I think I'm going to give the walmart glacial water jug filler thingy a try with kent's RO water if needed. Gonna get me some RO water from a LFS today though lol so my CRS can have some quality water for now before I head back to college. I'm gonna mix the RO with some tap for now.


----------



## splur (Nov 26, 2011)

I'm trying to test out if brita filtered water works. My tap water comes out with a pH of 8.2, GH 10 KH 9 and a TDS of 160-180. After it goes through the brita filter, the water has a pH of 6.5, GH of 4 and KH of 1 with a TDS of 70. It's pretty close to what I remineralize RO water to become, if anyhting a bit purer. Thing is I don't like not knowing what the brita filter does and if it is simply masking everything by binding with whatever is in the water.


----------



## GeToChKn (Apr 15, 2011)

splur said:


> I'm trying to test out if brita filtered water works.
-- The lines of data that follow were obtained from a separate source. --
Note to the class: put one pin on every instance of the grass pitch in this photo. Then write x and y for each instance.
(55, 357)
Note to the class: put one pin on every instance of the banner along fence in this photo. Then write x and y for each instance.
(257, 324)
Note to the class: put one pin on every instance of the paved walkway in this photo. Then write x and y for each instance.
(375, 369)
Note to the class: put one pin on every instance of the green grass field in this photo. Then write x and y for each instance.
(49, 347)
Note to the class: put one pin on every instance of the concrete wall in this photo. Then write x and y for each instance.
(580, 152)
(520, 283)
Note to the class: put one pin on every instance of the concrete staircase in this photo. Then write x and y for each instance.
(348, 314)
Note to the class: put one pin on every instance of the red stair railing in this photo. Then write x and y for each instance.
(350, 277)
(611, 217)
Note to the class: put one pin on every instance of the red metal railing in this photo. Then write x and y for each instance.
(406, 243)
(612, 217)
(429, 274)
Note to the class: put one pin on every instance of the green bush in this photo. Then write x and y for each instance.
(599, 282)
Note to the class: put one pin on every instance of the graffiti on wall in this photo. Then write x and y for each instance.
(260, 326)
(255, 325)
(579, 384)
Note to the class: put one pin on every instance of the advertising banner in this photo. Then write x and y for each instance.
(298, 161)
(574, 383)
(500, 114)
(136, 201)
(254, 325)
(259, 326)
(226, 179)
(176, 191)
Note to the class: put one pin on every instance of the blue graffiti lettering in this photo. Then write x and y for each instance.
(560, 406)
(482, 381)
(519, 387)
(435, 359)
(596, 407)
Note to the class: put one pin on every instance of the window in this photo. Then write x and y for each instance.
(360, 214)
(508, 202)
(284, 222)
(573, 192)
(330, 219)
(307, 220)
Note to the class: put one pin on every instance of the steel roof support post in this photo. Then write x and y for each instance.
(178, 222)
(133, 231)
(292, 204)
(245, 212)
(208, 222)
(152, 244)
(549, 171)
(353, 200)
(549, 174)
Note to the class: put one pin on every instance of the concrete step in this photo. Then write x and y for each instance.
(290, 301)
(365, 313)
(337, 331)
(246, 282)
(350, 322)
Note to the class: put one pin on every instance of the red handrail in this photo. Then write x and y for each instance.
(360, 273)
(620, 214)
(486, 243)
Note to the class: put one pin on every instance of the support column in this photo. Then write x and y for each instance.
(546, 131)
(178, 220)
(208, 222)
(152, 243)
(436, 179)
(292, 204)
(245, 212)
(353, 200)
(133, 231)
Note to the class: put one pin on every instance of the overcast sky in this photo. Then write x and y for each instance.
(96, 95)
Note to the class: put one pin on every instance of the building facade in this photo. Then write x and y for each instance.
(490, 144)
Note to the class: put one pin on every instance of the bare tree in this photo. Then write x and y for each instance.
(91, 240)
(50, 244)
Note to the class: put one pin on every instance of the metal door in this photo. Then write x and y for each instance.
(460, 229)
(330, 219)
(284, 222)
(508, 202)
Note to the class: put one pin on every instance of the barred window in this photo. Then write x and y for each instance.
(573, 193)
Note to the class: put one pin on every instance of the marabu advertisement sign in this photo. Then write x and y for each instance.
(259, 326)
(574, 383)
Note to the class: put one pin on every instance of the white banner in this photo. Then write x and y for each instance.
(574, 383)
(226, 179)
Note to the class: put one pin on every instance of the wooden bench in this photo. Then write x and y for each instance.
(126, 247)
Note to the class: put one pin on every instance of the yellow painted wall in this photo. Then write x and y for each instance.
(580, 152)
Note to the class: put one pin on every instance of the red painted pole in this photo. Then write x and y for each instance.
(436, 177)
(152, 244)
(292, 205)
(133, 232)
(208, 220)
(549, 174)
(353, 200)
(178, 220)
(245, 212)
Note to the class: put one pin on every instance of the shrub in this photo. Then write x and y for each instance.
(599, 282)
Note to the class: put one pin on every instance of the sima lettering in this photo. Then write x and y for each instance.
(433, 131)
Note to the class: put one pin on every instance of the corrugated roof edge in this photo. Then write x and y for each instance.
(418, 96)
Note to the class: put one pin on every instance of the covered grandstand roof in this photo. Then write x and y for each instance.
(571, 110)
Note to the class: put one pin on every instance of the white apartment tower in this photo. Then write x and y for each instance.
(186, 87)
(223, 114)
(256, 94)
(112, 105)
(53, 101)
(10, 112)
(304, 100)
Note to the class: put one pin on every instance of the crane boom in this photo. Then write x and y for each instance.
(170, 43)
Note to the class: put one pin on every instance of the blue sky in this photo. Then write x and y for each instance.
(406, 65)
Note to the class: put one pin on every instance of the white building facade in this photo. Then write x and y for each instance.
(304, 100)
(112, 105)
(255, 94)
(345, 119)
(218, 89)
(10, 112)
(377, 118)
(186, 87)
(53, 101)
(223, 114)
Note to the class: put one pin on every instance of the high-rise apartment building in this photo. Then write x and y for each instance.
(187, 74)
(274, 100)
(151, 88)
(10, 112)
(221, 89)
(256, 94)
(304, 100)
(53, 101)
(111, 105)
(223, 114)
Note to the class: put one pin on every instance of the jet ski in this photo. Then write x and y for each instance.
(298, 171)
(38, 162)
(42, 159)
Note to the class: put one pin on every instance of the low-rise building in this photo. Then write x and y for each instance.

My tap water comes out with a pH of 8.2, GH 10 KH 9 and a TDS of 160-180. After it goes through the brita filter, the water has a pH of 6.5, GH of 4 and KH of 1 with a TDS of 70. It's pretty close to what I remineralize RO water to become, if anyhting a bit purer. Thing is I don't like not knowing what the brita filter does and if it is simply masking everything by binding with whatever is in the water.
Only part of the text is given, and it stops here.